Proof: Since $F[x]$ is a unique factorization domain, $f(x)$ has an
irreducible factor say $p(x)$. Now consider the ideal $\langle p(x)\rangle$ of the
ring of polynomials generated by $p(x)$. Since $\langle p(x)\rangle$ is irreducible
over $F$ then the ideal $\langle p(x)\rangle$ is a maximal ideal of
$F[x]$. Consequently, $F[x]/\langle p(x)\rangle$ is a field.Write $E=F[x]/\langle p(x)\rangle$.
Now we shall show that the field $E$ satisfies every part of the
theorem. Now consider the map$\phi:F\rightarrow E$ defined as $\phi (a)=a+\langle p(x)\rangle$.
This mapping is well defined as any element $a\in F$ can be regarded
as a constant polynomial in $F[x]$.$\phi$ is injective
for $\phi (a)=\phi(b)$
$\implies a+\langle p(x)\rangle=b+\langle p(x)\rangle$
$\implies a-b\in\langle p(x)\rangle$
$a-b=f(x)p(x)$ for some $f(x) \in F[x]$.
Since $\deg(p(x))\geq 1$ then $\deg(f(x)g(x))\geq 1$ while
$\deg(a-b)=0$. Hence, $f(x)=0$. Consequently, $a-b=0 \implies a=b$.Clearly, $\phi$ is an homomorphism.
Thus $\phi$ is an isomorphism from $F$ into $E$.
What is the difference between the phrases “$\phi$ is an isomorphism from $F$ into $F'$” and “$\phi$ is an isomorphism from $F$ onto $F'$”?
Actually, I'm proving Kronecker's theorem and the first phrase arose in the middle of the proof (last line). I got confused as it stated the first phrase just by showing $\phi$ is a homomorphism and injective without showing it is surjective.

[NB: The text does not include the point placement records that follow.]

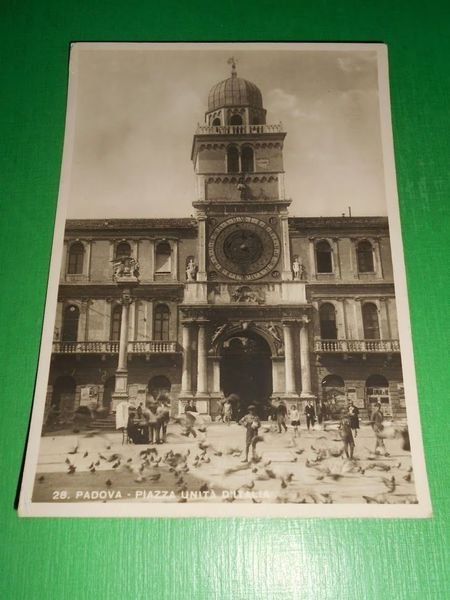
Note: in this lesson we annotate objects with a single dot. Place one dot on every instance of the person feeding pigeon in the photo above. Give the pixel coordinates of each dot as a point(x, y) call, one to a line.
point(251, 423)
point(345, 431)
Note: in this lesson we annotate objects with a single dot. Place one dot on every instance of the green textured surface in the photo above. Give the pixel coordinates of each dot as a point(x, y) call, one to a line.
point(229, 558)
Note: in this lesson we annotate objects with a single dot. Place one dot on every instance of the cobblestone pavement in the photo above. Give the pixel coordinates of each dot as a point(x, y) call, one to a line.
point(309, 468)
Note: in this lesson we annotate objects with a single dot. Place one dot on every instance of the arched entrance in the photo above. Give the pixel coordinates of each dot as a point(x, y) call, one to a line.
point(246, 370)
point(158, 385)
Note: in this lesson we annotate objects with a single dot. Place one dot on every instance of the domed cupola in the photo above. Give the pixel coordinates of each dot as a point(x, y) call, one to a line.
point(235, 101)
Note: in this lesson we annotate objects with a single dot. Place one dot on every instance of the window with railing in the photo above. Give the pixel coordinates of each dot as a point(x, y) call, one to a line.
point(364, 253)
point(371, 324)
point(116, 319)
point(247, 159)
point(232, 159)
point(324, 257)
point(163, 258)
point(71, 316)
point(76, 259)
point(161, 322)
point(327, 315)
point(123, 250)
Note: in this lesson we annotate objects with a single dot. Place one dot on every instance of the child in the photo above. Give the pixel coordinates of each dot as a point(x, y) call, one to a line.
point(345, 431)
point(252, 423)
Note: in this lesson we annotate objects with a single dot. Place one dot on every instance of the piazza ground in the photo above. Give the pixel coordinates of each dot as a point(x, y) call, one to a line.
point(303, 469)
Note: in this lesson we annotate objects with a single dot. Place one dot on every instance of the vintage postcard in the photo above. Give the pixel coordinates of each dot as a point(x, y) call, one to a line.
point(227, 328)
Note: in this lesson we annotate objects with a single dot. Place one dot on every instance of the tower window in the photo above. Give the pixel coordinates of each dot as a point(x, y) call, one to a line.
point(161, 322)
point(116, 319)
point(70, 324)
point(163, 262)
point(370, 321)
point(364, 253)
point(247, 159)
point(76, 259)
point(232, 160)
point(324, 257)
point(327, 315)
point(123, 250)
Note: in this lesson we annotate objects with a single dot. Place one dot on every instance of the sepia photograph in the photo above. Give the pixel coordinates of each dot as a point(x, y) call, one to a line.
point(227, 328)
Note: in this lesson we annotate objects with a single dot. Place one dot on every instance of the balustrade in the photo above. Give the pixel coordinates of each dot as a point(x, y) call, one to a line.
point(357, 346)
point(134, 347)
point(238, 129)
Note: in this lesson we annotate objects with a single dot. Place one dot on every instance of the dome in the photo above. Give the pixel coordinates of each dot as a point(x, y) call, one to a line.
point(234, 91)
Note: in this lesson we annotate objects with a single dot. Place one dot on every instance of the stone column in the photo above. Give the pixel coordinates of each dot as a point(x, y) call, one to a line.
point(304, 358)
point(186, 376)
point(286, 251)
point(201, 274)
point(216, 376)
point(289, 359)
point(378, 264)
point(121, 383)
point(312, 259)
point(124, 326)
point(202, 371)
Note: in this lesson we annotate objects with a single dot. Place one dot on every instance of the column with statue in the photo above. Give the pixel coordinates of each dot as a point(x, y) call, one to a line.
point(126, 276)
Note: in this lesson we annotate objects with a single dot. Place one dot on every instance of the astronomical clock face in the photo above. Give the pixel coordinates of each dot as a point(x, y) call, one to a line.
point(244, 248)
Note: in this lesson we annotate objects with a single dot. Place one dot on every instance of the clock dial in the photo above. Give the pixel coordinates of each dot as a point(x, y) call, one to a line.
point(244, 248)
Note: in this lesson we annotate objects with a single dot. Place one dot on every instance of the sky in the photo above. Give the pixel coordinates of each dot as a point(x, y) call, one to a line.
point(136, 111)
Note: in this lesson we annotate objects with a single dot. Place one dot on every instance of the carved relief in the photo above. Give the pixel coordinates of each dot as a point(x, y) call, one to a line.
point(244, 293)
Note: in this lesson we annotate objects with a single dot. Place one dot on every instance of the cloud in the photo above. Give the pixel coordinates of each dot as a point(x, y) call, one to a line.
point(287, 106)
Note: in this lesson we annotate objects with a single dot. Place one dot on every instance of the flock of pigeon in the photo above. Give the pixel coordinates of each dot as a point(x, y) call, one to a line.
point(201, 470)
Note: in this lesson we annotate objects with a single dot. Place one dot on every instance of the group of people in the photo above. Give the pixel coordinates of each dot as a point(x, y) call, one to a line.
point(148, 424)
point(280, 415)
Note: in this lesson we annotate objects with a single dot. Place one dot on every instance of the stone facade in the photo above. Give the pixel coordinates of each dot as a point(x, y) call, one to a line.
point(242, 298)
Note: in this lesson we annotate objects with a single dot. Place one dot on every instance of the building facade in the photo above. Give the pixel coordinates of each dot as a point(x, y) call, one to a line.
point(241, 298)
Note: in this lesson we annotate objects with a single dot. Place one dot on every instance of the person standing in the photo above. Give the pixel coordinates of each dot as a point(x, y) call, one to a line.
point(152, 416)
point(164, 410)
point(251, 423)
point(345, 431)
point(310, 414)
point(294, 417)
point(281, 412)
point(227, 411)
point(378, 426)
point(353, 415)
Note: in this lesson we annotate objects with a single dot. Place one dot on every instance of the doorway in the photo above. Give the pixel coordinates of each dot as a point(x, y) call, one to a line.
point(246, 370)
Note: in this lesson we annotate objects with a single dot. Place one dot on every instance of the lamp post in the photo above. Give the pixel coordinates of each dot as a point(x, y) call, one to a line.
point(126, 273)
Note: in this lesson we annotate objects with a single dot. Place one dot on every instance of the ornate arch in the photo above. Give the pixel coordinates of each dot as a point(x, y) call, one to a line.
point(225, 332)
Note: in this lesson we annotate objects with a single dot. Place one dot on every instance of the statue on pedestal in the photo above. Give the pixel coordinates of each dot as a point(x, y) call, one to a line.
point(191, 270)
point(125, 267)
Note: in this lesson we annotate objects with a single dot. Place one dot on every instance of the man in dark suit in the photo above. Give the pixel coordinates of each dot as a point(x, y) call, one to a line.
point(281, 412)
point(310, 414)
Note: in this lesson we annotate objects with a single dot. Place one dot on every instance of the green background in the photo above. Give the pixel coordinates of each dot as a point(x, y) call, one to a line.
point(221, 558)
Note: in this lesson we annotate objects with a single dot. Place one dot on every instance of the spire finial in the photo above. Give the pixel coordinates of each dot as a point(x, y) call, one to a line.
point(231, 61)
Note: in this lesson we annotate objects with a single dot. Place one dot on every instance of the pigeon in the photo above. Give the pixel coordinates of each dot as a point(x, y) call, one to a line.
point(247, 487)
point(380, 499)
point(390, 484)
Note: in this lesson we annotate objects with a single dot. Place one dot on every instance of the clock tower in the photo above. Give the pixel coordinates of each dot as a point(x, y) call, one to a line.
point(244, 314)
point(241, 204)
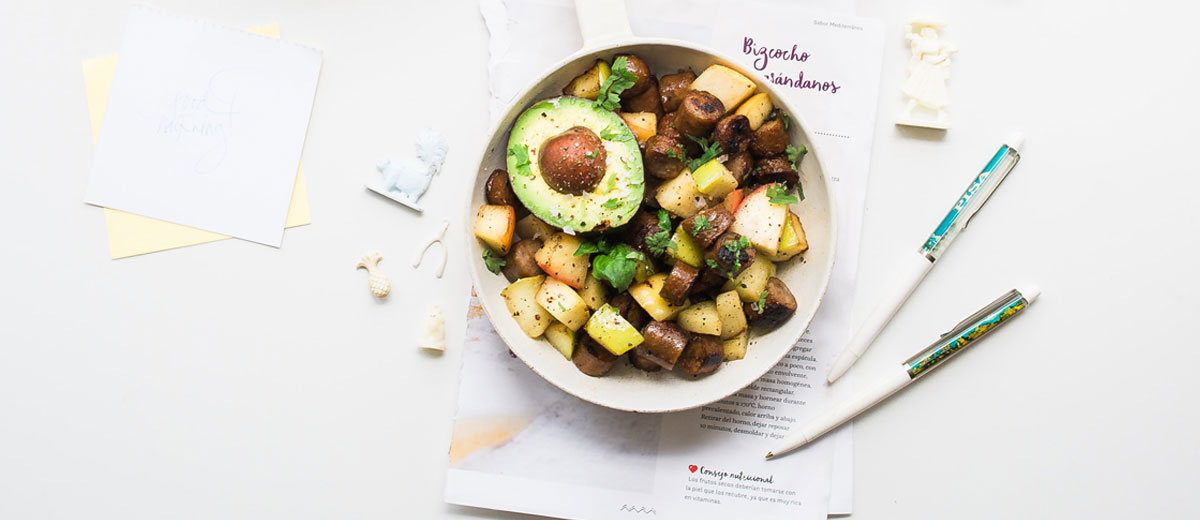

Please clarify my doubt, if possible with the help of an example.
Best Answer
It's impossible to know without having a reference to the textbook or lecture notes you're reading.
Some texts use “isomorphism” where the more common terminology, nowadays, is “injective homomorphism” or “monomorphism”. Apparently, your textbook or lecture notes fall in this category. You should check where the book defines “isomorphism”; most probably it says the equivalent of “injective homomorphism”: this terminology was rather common until a few decades ago.
The first part proves that $\phi$ is an injective homomorphism and the second part proves surjectivity.
Actually, proving $\phi$ is injective is not needed: as soon as $\phi$ is a homomorphism that maps $1$ into $1$, it is automatically injective, because its kernel is an ideal and the ideals in a field $F$ are just $\{0\}$ and $F$.